Mechanisms of CRH Action on GnRH Neurons

November 23, 2020
 

Chayarndorn Phumsatitpong, Rose M De Guzman, Damian G Zuloaga, Suzanne M Moenter
Endocrinology, Volume 161, Issue 11, November 2020, bqaa140
https://doi.org/10.1210/endocr/bqaa140

Abstract

GnRH neurons are central regulators of reproduction and respond to factors affecting fertility, such as stress. Corticotropin-releasing hormone (CRH) is released during stress response. In brain slices from unstressed controls, CRH has opposite, estradiol-dependent effects on GnRH neuron firing depending on the CRH receptor activated; activating CRHR-1 stimulates whereas activating CRHR-2 suppresses activity. We investigated possible direct and indirect mechanisms. Mice were ovariectomized and either not treated further (OVX) or given a capsule producing high positive feedback (OVX + E) or low negative feedback (OVX + low E) physiologic circulating estradiol levels. We tested possible direct effects on GnRH neurons by altering voltage-gated potassium currents. Two types of voltage-gated potassium currents (transient IA and sustained IK) were measured; neither CRHR-1 nor CRHR-2 agonists altered potassium current density in GnRH neurons from OVX + E mice. Further, neither CRH nor receptor-specific agonists altered action potential generation in response to current injection in GnRH neurons from OVX + E mice. To test the possible indirect actions, GABAergic postsynaptic currents were monitored. A CRHR-1 agonist increased GABAergic transmission frequency to GnRH neurons from OVX + E, but not OVX, mice, whereas a CRHR-2 agonist had no effect.
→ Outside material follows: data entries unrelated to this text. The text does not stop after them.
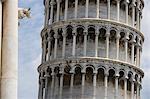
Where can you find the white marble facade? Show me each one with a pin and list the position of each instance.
(8, 49)
(91, 49)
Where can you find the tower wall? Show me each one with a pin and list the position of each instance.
(91, 49)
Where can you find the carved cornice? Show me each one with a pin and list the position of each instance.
(96, 22)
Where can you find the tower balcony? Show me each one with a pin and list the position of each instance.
(94, 38)
(127, 12)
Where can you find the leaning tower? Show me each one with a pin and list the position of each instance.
(91, 49)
Finally, we tested if CRH alters the firing rate of arcuate kisspeptin neurons, which provide an important excitatory neuromodulatory input to GnRH neurons. CRH did not acutely alter firing activity of these neurons from OVX, OVX + E or OVX + low E mice. These results suggest CRH increases GnRH neuron activity in an estradiol-dependent manner in part by activating GABAergic afferents. Mechanisms underlying inhibitory effects of CRH remain unknown.